England

'Juvenile' TV science fan jailed for making pipe bombs

  • 5 August 2014
  • From the section England
Kennmoor Close, Warmley
Image caption Eighty homes were evacuated in Warmley in 2013 after a pipe bomb was found

A science fan who made six pipe bombs after being inspired by a television show has been jailed for six months.

Michael Thomas, 40, was part of a group of friends who made the explosive devices before taking them to a quarry in Corsham, Wiltshire, to detonate.

But one was accidently carried home in a sports bag by Thomas, who placed it in his shed in 2006.

It was found in 2013 and 80 homes were evacuated while the police and an Army bomb squad were called in.

The bomb squad carried out a controlled explosion at nearby Barrs Court Park, while residents took shelter for five hours in a nearby supermarket.

Image caption Bristol Crown Court heard the bomb was found when Thomas's ex-wife cleared out the shed

Bristol Crown Court heard Thomas separated from his wife in 2010 and on 17 August 2013 she decided to clear out his shed at their former marital home in Kennmoor Close in Warmley, near Bristol.

Prosecuting, Nicholas O'Brien said: "She found a sports bag and having opened it she saw a number of pellets and a copper pipe, with green cord poking out the end.

"It is serious and dangerous but really it seems to be a rather juvenile, amateur interest in explosives."

Thomas was arrested in Somerset the following day and officers who searched his computer discovered material relating to making explosives.

The stock controller later admitted a charge of making an explosive substance.

Image caption Judge Michael Roach said Thomas's behaviour in Kennmoor Close was "reckless"

Judge Michael Roach said the incident was a "serious offence" and those "reckless enough" to build such devices should go to prison.

"There's no doubt at all that this is a serious offence.
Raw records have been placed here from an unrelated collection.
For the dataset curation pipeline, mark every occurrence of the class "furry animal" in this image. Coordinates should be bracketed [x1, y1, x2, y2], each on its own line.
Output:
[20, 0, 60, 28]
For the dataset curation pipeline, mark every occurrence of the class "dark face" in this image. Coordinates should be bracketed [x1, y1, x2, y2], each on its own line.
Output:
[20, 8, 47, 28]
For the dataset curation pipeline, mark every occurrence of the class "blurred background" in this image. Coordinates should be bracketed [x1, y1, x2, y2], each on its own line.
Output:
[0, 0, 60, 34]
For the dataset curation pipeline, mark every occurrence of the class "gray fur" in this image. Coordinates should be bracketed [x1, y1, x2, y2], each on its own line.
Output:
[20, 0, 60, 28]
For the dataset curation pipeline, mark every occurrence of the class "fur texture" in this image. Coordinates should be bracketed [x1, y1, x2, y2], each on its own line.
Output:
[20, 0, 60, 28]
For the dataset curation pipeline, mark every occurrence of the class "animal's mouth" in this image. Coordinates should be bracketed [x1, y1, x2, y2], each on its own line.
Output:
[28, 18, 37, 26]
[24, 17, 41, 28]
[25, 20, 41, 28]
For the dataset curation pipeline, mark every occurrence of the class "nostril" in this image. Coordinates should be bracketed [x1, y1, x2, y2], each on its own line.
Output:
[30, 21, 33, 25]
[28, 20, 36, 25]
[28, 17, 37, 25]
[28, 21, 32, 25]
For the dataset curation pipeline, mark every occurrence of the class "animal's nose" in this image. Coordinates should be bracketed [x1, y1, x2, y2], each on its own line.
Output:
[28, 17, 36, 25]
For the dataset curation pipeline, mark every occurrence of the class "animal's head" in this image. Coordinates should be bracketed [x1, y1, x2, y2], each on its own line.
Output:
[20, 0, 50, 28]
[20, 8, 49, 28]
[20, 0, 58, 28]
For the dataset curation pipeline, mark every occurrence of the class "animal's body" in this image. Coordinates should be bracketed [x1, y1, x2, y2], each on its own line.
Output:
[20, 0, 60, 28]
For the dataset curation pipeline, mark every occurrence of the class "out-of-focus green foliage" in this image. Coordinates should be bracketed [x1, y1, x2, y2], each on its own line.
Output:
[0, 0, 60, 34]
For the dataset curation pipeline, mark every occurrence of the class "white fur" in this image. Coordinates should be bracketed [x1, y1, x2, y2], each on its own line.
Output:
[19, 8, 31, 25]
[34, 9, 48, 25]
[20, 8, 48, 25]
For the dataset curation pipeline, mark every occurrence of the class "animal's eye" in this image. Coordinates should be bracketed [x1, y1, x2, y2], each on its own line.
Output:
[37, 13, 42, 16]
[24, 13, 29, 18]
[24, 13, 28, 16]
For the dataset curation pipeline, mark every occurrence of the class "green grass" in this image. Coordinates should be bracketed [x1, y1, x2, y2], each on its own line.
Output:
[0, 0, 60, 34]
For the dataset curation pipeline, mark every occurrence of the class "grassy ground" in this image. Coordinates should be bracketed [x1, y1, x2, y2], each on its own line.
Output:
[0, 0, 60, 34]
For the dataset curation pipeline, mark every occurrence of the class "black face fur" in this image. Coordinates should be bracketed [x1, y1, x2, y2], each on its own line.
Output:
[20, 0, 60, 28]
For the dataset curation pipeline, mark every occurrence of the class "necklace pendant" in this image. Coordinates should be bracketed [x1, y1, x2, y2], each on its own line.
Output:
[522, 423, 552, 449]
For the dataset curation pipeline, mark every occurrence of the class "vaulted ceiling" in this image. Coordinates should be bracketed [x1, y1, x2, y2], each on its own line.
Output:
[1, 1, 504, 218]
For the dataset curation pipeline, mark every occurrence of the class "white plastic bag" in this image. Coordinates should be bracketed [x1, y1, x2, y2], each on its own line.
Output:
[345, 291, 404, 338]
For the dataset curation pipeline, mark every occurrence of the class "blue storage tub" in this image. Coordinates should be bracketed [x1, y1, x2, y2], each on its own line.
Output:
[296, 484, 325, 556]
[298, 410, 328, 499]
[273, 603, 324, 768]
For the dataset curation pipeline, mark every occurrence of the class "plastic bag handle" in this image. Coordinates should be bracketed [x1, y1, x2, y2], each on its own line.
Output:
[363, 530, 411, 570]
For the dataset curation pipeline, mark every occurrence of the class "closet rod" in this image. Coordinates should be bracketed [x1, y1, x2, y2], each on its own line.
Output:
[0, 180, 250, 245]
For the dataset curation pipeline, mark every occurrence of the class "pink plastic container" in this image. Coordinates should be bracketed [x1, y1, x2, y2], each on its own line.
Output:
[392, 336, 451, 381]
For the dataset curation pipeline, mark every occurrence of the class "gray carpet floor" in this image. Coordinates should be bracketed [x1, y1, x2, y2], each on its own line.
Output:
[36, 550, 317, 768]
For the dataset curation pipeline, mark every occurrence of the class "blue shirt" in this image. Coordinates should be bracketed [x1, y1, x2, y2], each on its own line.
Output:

On any view you were enormously reckless," he told him.

"I accept that there was no sinister purpose of that device but the potential for it being on a street, unguarded, available in a residential area makes it obvious that the risks were significant."

Representing Thomas, Sam Jones said his client, who moved to Bridgwater in Somerset, was a hard-working family man in a new relationship, and with two young children.

Mr Jones said one of the bombs was set off inside a microwave, "inspired by a programme called Brainiac".

As Thomas was led to the cells, the judge said: "What a sad day for your family."